Вениамин вежливо здоровается, получает в ответ широкую улыбку и переходит в соседнюю комнату. У пианино сидит Лида, и рядом с ней — Таня, дочь Иванчуков. За возможность трижды в неделю упражняться на инструменте Лида дает Тане бесплатные уроки. Сейчас Таня, ширококостная грудастая украинская девушка, играет гаммы, а Лида следит за темпом и правильностью исполнения.
— Садись, Вениамин, мы скоро закончим, — Лида указывает на стул.

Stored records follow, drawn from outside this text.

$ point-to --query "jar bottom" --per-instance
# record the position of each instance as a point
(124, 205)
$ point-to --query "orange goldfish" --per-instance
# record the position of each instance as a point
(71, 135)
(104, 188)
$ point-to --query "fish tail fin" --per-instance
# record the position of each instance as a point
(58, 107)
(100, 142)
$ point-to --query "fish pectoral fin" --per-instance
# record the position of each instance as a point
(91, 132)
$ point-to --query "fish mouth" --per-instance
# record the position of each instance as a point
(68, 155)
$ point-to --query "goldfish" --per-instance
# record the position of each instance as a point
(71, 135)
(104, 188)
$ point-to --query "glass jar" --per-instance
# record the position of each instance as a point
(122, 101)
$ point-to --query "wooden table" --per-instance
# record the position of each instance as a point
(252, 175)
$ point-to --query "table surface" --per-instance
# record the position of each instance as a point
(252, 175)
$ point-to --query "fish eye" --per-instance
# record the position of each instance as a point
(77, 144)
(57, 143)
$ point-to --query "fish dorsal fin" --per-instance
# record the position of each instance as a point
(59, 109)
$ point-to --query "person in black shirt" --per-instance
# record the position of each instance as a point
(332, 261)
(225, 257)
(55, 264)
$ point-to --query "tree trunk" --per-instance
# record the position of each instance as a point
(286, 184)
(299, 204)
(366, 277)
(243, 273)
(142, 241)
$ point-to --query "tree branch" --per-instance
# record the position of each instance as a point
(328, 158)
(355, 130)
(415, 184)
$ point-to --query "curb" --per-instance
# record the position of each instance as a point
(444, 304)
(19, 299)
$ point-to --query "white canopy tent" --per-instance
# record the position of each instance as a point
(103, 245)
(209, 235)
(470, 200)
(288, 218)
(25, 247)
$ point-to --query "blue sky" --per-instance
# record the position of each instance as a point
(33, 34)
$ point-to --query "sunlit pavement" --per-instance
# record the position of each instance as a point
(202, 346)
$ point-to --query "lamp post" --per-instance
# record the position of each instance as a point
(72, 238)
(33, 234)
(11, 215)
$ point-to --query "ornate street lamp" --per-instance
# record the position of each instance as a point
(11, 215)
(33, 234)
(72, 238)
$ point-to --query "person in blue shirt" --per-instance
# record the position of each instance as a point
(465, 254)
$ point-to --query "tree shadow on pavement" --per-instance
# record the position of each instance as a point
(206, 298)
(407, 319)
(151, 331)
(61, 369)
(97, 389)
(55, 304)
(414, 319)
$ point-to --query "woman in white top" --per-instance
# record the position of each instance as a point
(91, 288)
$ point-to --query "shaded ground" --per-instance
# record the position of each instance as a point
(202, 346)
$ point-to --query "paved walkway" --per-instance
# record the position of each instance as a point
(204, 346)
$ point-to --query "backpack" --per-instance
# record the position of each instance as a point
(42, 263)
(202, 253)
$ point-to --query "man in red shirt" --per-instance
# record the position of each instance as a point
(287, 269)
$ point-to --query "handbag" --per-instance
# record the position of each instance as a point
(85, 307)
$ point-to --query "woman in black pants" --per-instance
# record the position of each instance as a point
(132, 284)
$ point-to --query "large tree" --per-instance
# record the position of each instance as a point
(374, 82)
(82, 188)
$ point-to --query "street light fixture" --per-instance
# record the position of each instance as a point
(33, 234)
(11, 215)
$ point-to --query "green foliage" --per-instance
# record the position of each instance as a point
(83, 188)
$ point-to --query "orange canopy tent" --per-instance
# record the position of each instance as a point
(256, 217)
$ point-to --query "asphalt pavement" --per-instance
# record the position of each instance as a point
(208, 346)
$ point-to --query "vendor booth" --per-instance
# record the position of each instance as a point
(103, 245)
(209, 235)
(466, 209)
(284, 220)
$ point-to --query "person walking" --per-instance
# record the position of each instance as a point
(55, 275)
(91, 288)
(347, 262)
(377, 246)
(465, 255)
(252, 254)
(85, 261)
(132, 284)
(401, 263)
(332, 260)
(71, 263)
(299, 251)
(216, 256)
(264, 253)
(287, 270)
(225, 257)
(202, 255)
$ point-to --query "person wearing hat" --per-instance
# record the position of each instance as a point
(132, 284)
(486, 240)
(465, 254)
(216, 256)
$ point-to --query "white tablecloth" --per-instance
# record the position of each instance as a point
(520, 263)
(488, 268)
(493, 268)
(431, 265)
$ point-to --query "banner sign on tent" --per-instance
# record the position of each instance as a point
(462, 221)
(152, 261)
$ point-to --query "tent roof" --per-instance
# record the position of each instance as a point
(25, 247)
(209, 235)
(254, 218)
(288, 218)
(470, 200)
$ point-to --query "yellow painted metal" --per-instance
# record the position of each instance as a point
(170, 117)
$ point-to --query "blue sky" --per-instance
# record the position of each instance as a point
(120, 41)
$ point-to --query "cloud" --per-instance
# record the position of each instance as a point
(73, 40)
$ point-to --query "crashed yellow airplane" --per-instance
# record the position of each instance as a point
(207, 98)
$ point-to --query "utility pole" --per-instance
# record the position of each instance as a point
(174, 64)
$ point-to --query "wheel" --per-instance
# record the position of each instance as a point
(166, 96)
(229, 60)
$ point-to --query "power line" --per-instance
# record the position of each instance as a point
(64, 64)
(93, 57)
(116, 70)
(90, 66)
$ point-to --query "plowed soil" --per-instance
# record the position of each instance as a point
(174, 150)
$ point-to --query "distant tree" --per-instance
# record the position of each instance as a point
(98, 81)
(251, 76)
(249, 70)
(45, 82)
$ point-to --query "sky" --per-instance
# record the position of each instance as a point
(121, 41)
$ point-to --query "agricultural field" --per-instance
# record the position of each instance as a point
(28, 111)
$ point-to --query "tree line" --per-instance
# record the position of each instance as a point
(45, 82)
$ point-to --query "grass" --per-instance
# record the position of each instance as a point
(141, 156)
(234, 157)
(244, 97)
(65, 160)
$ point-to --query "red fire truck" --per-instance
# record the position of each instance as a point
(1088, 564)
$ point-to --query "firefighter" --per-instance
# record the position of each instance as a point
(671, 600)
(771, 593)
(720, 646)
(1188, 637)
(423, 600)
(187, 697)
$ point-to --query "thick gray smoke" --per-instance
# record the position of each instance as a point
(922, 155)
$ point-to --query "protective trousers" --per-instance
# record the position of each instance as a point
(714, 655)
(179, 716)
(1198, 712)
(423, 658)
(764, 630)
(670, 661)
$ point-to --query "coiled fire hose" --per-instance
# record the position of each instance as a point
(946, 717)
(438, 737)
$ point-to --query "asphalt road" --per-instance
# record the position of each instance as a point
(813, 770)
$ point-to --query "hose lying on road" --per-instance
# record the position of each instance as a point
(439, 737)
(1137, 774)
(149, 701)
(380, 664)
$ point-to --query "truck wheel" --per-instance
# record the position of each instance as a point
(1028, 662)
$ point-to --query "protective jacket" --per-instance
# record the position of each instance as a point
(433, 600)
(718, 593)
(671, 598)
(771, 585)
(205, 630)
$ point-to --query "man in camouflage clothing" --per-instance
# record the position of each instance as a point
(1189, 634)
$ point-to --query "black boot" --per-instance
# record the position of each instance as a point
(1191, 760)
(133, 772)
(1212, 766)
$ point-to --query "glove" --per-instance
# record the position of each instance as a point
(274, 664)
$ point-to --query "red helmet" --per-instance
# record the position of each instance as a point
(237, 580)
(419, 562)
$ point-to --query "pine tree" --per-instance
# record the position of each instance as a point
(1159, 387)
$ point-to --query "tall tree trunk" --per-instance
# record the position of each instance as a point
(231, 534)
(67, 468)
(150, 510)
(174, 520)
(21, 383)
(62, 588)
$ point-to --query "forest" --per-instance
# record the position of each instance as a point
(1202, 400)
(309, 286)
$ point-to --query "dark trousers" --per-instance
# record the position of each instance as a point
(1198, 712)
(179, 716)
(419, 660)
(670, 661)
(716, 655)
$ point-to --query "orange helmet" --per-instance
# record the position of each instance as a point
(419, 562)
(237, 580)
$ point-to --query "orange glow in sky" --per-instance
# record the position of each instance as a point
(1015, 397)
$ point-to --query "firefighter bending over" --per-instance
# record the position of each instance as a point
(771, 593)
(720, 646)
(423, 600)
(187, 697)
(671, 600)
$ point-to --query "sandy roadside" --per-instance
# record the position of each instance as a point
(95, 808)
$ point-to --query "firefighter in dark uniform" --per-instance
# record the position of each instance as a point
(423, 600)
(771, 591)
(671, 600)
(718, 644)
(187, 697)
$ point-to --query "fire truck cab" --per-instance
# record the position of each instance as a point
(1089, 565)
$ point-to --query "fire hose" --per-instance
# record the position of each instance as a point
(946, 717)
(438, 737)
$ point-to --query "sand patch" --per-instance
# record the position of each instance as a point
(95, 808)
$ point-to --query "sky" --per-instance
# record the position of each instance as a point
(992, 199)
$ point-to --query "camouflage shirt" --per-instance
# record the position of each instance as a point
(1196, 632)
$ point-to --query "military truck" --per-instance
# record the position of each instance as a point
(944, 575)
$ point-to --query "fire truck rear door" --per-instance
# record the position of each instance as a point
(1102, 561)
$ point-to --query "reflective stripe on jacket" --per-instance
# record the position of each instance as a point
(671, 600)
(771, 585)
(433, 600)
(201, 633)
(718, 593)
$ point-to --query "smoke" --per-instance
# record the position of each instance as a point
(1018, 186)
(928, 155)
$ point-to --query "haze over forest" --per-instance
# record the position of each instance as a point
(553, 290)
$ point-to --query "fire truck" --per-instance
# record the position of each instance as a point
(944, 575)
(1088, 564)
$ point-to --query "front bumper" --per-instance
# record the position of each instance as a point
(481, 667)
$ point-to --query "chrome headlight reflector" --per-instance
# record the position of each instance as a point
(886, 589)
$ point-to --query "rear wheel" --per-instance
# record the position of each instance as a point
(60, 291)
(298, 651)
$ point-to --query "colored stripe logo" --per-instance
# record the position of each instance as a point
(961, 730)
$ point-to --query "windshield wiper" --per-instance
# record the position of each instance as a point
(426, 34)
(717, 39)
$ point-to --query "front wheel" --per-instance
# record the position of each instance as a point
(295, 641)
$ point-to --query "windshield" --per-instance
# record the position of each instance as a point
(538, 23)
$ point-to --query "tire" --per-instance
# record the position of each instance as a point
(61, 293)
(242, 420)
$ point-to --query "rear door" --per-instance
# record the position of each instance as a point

Он пристраивается рядом с маленьким круглым столиком, покрытым плюшевой скатеркой, и разворачивает газету, спрятавшись за ней, как за ширмой. Но трудно сосредоточиться на скучных газетных статьях, когда рядом сидит она, слегка наклонив голову на гибкой шее, похожей на стебелек ландыша. Танины руки бегают по клавишам, и по комнате разносятся однообразные звуки. Лида слушает, губы ее отсчитывают такт.
— Нет, Таня, не так! — останавливает она ученицу и показывает, как следует играть особо трудное место. И те же самые однообразные звуки вдруг словно окутываются прекрасным покрывалом. Пальцы Лиды придают им душу, силу и красоту.
— Теперь поняла?
Таня повторяет трудный отрывок, и снова блекнет, скучнеет мелодия. Нет, похоже, не поняла Таня. Еще много предстоит ей работы. Надо повторять упражнение снова и снова.
Лида записывает для нее задание к следующему уроку: три новые хроматические гаммы.
— Только выучи их хорошенько, Таня! Не меньше двух часов в день. Ну, Вениамин, пошли!
Она вскакивает со стула и начинает собирать ноты в свою черную блестящую папку. Вениамин сворачивает газету. Он просит, чтобы Лида сыграла ему что-нибудь из восточных мелодий.
— Только не Шопена, ладно? Надоел мне твой Шопен…
Лида задумывается, ее полузакрытые веки напоминают Вениамину радугу над озерной глубиной глаз. Но вот девушка начинает играть «Хайтарму» Спендиарова. Мелодия трепещет и бурлит, опадает, и гаснет, и снова набирает силу. В каждом звуке слышит Вениамин, как поет душа исполнительницы. Душа еврейской девушки из города Киева. А известны ли ей еврейские напевы, их грусть и юмор, их танцевальный ритм, веселящий хасидское сердце пуще любого вина? Из туманной памяти детства доносятся до Вениамина звуки мелодий родного местечка — песнопения «Третьей трапезы», напевы девушек, тоскующих о своих любимых, песни матерей над колыбелями.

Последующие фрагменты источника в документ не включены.